It's an old story: demonize the victims — accusations of baby stealing? In 2008? — and then blame them for their own mistreatment. Unfortunately, it's a story that is all too common: not only do 68% of Italians want all of the Roma expelled from their country, 79% of Czechs and even 68% of Germans feel the same way about their own Roma populations. Percentages in many other European countries would no doubt be similar.

On the bright side, the world community has not completely ignored the events in Rome and Naples. Spain criticized Italy's crackdown on the Roma in no uncertain terms, stating that it "rejects violence, racism, and xenophobia." Similarly, the OSCE's Office of Democratic Institutions and Human Rights quickly issued a press release that "called on the Italian authorities to ensure the protection of the Roma population and urged politicians and the media to refrain from anti-Roma rhetoric."

It is also worth noting that Roma recently won an important legal victory at the European Court of Human Rights. In D.H. and Others v. The Czech Republic, eighteen Roma children from Ostrava brought a complaint against the Czech Republic alleging that their segregation in "special" schools for students deemed "mentally deficient" constituted degrading treatment under Article 3 of the ECHR and represented a racially-discriminatory denial of their rights to education, in violation of Article 14 and Article 2 of Protocol 1. In a landmark decision, the Court held in favor of the Roma children:
On 13 November 2007 the Grand Chamber held by 13 votes to four that there had been a violation of Article 14 (prohibition of discrimination) of the European Convention on Human Rights read in conjunction with Article 2 of Protocol No. 1 (right to education). The decision's cornerstone finding was that the prejudicial impact of the special school system on the Roma children applicants was unlawful discrimination in violation of fundamental rights guaranteed by the European Convention. However, perhaps the most groundbreaking element of the Court's decision was that it explicitly embraced the principle of indirect discrimination, upholding the principle that a prima facie allegation of discrimination shifts the burden to the defendant state to prove that any difference in treatment is not discriminatory. This ruling places interpretation of the European Convention in consonance with the standards set out in the European Union's Directives on burden of proof in cases involving sex and race discrimination and discrimination in employment on diverse grounds.
The complaint in D.H. and Others was brought by a superb NGO, the European Roma Rights Centre. I urge all of our readers to consider getting involved with the ERRC, or with Roma issues generally. The existence of a European underclass is bad enough. Not doing anything to improve its existence is simply unacceptable.

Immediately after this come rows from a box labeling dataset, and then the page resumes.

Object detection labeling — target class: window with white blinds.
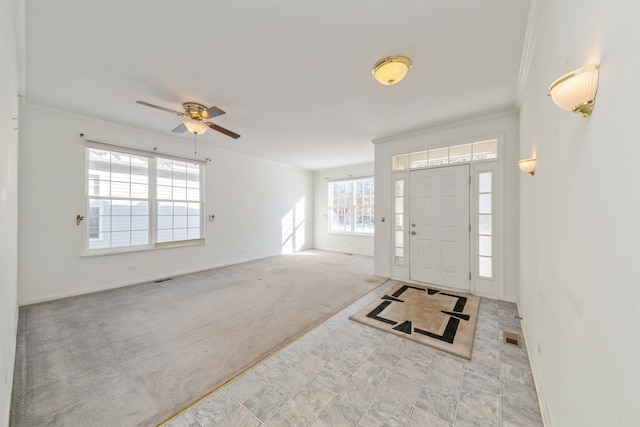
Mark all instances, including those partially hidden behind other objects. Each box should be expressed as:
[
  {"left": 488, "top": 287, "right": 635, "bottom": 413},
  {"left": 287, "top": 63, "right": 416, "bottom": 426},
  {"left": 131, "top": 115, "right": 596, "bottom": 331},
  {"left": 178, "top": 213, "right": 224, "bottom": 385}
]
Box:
[
  {"left": 86, "top": 143, "right": 204, "bottom": 252},
  {"left": 157, "top": 158, "right": 202, "bottom": 242},
  {"left": 328, "top": 177, "right": 375, "bottom": 234}
]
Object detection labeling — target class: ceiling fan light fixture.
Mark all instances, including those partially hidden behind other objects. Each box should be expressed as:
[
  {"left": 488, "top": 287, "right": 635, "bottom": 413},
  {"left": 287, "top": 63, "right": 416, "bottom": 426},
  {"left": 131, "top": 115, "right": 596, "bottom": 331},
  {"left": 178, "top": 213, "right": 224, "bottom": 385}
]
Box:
[
  {"left": 371, "top": 55, "right": 412, "bottom": 86},
  {"left": 183, "top": 119, "right": 209, "bottom": 135}
]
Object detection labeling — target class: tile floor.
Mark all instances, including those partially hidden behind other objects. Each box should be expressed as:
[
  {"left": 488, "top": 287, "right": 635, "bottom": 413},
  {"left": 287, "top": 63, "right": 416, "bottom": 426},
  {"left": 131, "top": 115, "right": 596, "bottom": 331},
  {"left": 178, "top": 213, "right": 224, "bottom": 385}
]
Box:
[{"left": 168, "top": 282, "right": 542, "bottom": 427}]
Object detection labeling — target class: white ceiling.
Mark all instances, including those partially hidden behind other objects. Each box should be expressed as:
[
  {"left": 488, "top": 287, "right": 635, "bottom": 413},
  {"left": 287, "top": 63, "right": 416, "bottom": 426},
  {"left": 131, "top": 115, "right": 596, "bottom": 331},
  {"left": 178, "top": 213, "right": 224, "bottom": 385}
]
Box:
[{"left": 23, "top": 0, "right": 529, "bottom": 170}]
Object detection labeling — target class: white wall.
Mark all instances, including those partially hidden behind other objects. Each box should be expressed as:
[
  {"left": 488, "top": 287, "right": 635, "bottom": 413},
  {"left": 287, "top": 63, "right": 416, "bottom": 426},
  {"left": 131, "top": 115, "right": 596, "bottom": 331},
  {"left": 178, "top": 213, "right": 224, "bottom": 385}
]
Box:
[
  {"left": 0, "top": 0, "right": 18, "bottom": 426},
  {"left": 314, "top": 163, "right": 373, "bottom": 256},
  {"left": 373, "top": 112, "right": 520, "bottom": 301},
  {"left": 519, "top": 0, "right": 640, "bottom": 427},
  {"left": 18, "top": 105, "right": 313, "bottom": 304}
]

For a heartbreaking, and all too typical, video of Roma refugees living on the municipal dump in Belgrade, unable to return safely to their homes in Kosovo, see here.

HAT-TIP: Una Hardester, an Outreach Coordinator with the Trafficking Victim Services Program at the remarkable US Committee for Refugees and Immigrants.

Sunday, May 18, 2008

In Second Life, a Virtual Darfur is Patrolled by a Virtual Green Lantern Corps

Having grown up on Green Lantern comics (and having one friend quip that she thinks that explains my becoming an international lawyer), I was nonetheless somewhat stunned to come across the following on Wagner James Au’s New World Notes blog, which covers the evolution of Second Life, the online “virtual world”:
Second Life has a Darfur, so it’s sad (though not surprising) that it has its own janjaweed, too.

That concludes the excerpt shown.